MEMPHIS, Tenn. – A Dixieland jazz band walked ahead of a slow black hearse and a crowd of thousands followed as the city of Memphis said farewell Wednesday to blues legend B.B. King with a tribute and processional down Beale Street.
The street whose name is virtually synonymous with the blues is where a young, ex-sharecropper named Riley B. King was nicknamed the Beale Street Blues Boy – later shortened to B.B. – and where King rose to fame.
The Memphis-based Mighty Souls Brass Band played “When the Saints Go Marching In.”
Behind them and just ahead of the hearse, drummer Rodd Bland – son of the late blues singer Bobby “Blue” Bland – carried one of King’s signature “Lucille” guitars.

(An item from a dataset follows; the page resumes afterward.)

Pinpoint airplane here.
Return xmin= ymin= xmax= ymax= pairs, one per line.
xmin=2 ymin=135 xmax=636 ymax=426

The huge crowd filled Beale Street and spilled down side streets as onlookers pressed in making cellphone pictures.
“This is history,” said Detroit resident Mary Springfield, standing at Beale and Third streets.
“This is an awesome feeling. This is a legacy and I’m part of it today, and I’m blessed to be here.” She traveled to Memphis for the processional.
“Such a beautiful day,” said Memphis native Gary Daly. “It’s a great tribute to a wonderful contributor to the world of music. It’s been really amazing to see the people of Memphis coming out, having a great time together, celebrating a wonderful, loving man.”
Tributes in music and words were also offered at nearby W.C. Handy Park.
The processional paused next to B.B. King’s Blues Club before turning onto B.B. King Blues Highway.
“We are so proud. We are sad, yes we are sad but we are glad he did come through this way,” said spectator Carmen Adair Thomas. “And I did get a chance to enjoy his entertainment. We thank God today for B.B. King. May he rest in peace.”
King’s body is being taken to Indianola, Mississippi, which King considered his hometown, for his funeral on Saturday.
King died May 14 in hospice care at home in Las Vegas at age 89.